Entropy is added by XOR'ing the input into one of the state buffers, then
generating new output (which is discarded). This is felt to be sufficient,
because in Botan the entropy provided to the X9.17 generator is the output of a
Randpool generator. In addition, the fact that the X9.17 generator is only used
to generate nonces means attacking it is not likely to be terribly fruitful
anyway.

The X9.17 generator will refuse to work unless it believes that at least 96
bits of entropy have been provided. This should be more than sufficient for
nonce generation.

* FIPS 186 RNG

The FIPS 186 RNG is exactly as specified in FIPS 186-2. Internally, it holds a
pointer to a 'real' RNG implementation (Randpool). Whenever entropy is added to
the FIPS RNG, it simply passes than entropy on to the Randpool, then generates
a new XKEY by pulling 20 bytes from the Randpool (if the Randpool is
sufficiently seeded). A new XKEY is also generated each time the randomize()
member function is called -- this seems morally equivalent to generating a new
XKEY each time a new k or x parameter is generated (the FIPS is not
particularly clear about how the RNG is supposed to behave when used as a
general purpose random number generator).

Each time new output is generated, XSEED (the "optional user input" parameter)
is generated by reading 20 bytes from Randpool.
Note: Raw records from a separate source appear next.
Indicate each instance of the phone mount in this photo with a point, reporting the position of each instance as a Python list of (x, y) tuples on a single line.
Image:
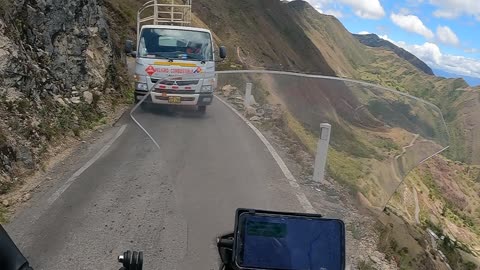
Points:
[(265, 240), (131, 260)]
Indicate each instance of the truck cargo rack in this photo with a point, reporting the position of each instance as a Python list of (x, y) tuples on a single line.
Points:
[(165, 12)]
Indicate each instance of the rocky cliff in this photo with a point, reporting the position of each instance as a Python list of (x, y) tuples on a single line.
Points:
[(58, 76)]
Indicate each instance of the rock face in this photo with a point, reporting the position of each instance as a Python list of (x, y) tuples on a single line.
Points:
[(54, 54), (68, 40)]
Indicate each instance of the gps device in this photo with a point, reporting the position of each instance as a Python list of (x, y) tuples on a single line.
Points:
[(288, 241)]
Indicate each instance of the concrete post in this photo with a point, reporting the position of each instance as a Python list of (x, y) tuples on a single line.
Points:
[(322, 151), (248, 94)]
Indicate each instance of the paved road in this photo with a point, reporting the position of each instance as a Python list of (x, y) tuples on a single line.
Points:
[(171, 202)]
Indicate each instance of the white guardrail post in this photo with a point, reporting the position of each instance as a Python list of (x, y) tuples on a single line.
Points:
[(248, 94), (322, 152)]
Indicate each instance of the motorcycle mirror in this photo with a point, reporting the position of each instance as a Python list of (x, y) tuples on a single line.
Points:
[(10, 256), (287, 241)]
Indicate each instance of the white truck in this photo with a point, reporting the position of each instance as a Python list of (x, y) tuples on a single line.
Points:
[(175, 59)]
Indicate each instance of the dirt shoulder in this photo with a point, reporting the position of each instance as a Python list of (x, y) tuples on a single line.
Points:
[(61, 158)]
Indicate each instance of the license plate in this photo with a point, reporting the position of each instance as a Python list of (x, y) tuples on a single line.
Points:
[(174, 100)]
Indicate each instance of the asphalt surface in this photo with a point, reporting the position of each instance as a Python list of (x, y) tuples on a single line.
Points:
[(170, 202)]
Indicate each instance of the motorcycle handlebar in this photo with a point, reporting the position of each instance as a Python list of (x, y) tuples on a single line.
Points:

Thus, all entropy estimation, mixing, and so forth are actually performed by
the Randpool implementation. The state of the normal FIPS RNG (with a stateless
XKEY and XSEED) is quite small, and while it's large enough to prevent brute
force search, it might be too small to be secure given the existence of
weaknesses in the mixing function.

* Entropy Estimation

The entropy estimation techniques used are not terribly clever. The estimation
is done in the function entropy_estimate in src/util.cpp

Essentially, if the input is less than 5 bytes long, we say that the input had
no entropy. This is just to simplify the rest of the code, since the algorithm
assumes it has a sequence of bytes to work on. Typically the inputs are 64-256
bytes long, so this isn't a problem.

The entropy is estimated using first, second, and third level deltas, with a
difference metric of XOR. The entropy of the byte is estimated to be the
Hamming weight of the smallest of the three deltas. The sum of each byte's
entropy is taken to be the entropy estimate. We then return (estimate/2), so we
are (hopefully) underestimating the actual entropy. This lowered entropy
estimate means that often a single slow poll (from a single entropy source)
will not collect enough entropy to fully seed the PRNG. This was done
intentionally so that multiple polls (hopefully from multiple sources) will
always been done. The exception is if /dev/urandom is available, as often a
single poll from it is sufficient to seed the PRNG. This is probably fine, and
users who are feeling especially paranoid can always call
Global_RNG::seed(true, 0) to force a slow poll from all available entropy
sources.

We used to do two different estimates, one as above, and another using a
difference metric (additive difference), and then return the smaller of the
two. But in fact the addition-based estimate was always much larger, so we
don't bother with that anymore.

The estimates seem to make some amount of sense. For example, the outputs of
/dev/urandom and EGD will appear to have about the same amount of entropy,
which makes sense as they are both hashed with SHA-1. In contrast, less random
data, like ASCII strings, will get a significantly lower entropy rating. For
example, the typical string which is used to initialize the OpenSSL RNG will
not come close to satisfying the RNGs.